Linda Woolverton in her own words:
"I'm just so happy that the world has embraced Belle. In the past we've seen that other animated heroines were reacting to outside forces. Belle isn't like that. She initiates action. She sets things in motion. What is great about her, I think, is that she shows us all that women don't have to sit around and wait.
"Now, I don't want to stand here in 1992 and say I think Snow White and Cinderella were negative role models for girls, because that's not fair. They were signs of their time. I have a daughter and when she's old enough, I'm going to let her see those movies. I think what that will do is launch a discussion about how women have changed. Because in those movies, women didn't go out and conquer the world. They dreamed about someone to save them from their life. Belle is different. She goes out as a woman and does it herself.
"Aside from the fact that the film has made a lot of money, I feel really good about creating a character who is a positive role model for young girls, and boys, too. Because that's the audience that's important. They're going to run the world one day soon. To Gaston, Belle wasn't a person; she was a possession. And I think it's great for little boys to see that Beauty doesn't choose him. Not only can they look at Gaston as an example of how not to treat women, but they can hopefully be taught by the Beast, a macho guy who is comfortable with his feelings and gentleness. He could teach a lot of men, in fact, about sensitivity.
"They [Disney] knew I had a feminist sensibility and they were at ease that the same accusations leveled against Mermaid (like Ariel forsaking her family and heritage for a man) wouldn't happen with Beauty and the Beast. I never took part in marches. I just knew I wanted to go out, very much like Belle, and do things myself. I thought I was smart enough to be able to do that.
"The only thing I wrote [to describe Belle physically] was 'she has a little wisp of hair that keeps falling in her face'. Because I wanted her not to be perfect. It was important that not every hair be in place.
"Her love of books was to show that she had an open mind, that she was available to new concepts and ideas. One of my big things with the character was showing her love of adventure. That's why in the scene where her father goes off to collect his prize money, you see her at home sticking pins in a map, marking off all the places she wants to visit when they get the money. That day I showed up, they (the male Disney animators) had thrown out the map business and she was shown baking a 'Welcome home, Papa!' cake in the kitchen. Animation is a collaborative process so it was more a matter of saying, 'Well, guys, that's not in her character. She wouldn't even know how to bake.'
"They had her crying too much when she was in the Beast's castle.

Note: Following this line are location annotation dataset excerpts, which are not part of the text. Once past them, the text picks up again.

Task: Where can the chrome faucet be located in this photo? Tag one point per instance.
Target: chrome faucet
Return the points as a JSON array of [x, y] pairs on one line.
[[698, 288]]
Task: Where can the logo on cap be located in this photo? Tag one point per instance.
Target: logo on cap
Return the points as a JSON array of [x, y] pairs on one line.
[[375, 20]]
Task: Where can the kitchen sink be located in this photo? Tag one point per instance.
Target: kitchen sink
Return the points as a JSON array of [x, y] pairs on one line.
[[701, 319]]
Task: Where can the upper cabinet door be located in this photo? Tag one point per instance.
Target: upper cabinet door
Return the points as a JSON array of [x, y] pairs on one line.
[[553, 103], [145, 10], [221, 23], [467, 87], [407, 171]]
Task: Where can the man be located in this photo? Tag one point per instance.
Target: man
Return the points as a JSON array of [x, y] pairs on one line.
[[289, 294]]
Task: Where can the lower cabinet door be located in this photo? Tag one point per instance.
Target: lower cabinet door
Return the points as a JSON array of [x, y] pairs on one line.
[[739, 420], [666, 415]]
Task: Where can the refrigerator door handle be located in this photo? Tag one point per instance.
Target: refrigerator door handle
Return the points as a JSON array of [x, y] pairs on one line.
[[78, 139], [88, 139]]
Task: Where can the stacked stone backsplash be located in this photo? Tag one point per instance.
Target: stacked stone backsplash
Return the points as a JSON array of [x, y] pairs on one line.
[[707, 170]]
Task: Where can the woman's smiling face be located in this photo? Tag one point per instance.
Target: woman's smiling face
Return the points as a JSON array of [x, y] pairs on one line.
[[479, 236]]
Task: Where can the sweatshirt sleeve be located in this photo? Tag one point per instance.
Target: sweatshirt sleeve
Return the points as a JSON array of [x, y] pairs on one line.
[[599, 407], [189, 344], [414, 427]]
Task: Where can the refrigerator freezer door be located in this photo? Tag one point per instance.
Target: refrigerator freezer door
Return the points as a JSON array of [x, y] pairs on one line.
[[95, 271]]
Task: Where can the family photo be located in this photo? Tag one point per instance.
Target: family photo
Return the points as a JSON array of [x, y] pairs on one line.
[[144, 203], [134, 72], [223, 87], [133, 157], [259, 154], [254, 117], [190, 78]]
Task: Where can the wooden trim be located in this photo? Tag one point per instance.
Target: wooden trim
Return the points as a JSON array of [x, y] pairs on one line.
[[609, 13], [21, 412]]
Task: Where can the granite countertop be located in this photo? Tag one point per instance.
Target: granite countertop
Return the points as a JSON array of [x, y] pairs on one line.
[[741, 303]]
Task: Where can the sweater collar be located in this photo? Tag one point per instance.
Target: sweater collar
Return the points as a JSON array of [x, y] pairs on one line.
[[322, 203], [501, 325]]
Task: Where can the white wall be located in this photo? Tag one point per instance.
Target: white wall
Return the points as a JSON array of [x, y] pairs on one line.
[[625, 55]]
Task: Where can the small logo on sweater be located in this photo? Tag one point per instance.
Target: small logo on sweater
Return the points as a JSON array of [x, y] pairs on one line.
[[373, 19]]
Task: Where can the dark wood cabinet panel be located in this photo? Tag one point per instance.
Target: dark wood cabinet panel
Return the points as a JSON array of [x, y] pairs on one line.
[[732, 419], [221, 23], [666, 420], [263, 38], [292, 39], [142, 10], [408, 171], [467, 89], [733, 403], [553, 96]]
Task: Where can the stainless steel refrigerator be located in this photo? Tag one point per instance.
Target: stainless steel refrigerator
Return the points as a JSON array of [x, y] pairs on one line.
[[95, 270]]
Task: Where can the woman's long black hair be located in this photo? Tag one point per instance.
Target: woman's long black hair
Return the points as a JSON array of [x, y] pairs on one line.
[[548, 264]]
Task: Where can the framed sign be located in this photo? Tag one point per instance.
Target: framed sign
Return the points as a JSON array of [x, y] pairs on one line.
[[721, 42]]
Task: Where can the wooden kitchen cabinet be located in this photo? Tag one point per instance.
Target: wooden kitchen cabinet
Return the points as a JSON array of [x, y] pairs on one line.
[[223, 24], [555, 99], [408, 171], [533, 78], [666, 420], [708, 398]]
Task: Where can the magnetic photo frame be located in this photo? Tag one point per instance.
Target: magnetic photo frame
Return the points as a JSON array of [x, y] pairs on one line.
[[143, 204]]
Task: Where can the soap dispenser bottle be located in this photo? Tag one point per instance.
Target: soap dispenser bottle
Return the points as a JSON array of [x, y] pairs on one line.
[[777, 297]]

She cried all the time. I said, 'Guys, I don't think she would cry this much. I mean, I wouldn't cry this much'. I thought she'd be looking for a way out, or she'd be intrigued that she was living in an enchanted castle.
"The opposite sort of thing would happen as well. Once everybody realized she wasn't going to be this typical Disney female, they would go to the extreme. When Gaston came, they had her dumping him in a closet. She became bitchy. My argument was that she shouldn't dump him in there, because she was too smart for that. She could get rid of him in other ways. I gotta hand it to Jeffrey Katzenberg because he would see scenes like that and say, 'Does that seem consistent with who Belle is, Linda?' He never told me to make her more liberated but he did turn to me a lot as a barometer.
"I have made a point of asking mothers if the movie is too intense for their little kids and the thing I always hear is 'no'. I've seen 3-year-olds sit through the scene with the attack wolves and not even flinch. Sure, the Beast is scary initially. He's supposed to be because he is, after all, a beast. But we present his back story early on, so you understand his actions. If there is any controversy over a supposed violence level, I don't understand that at all."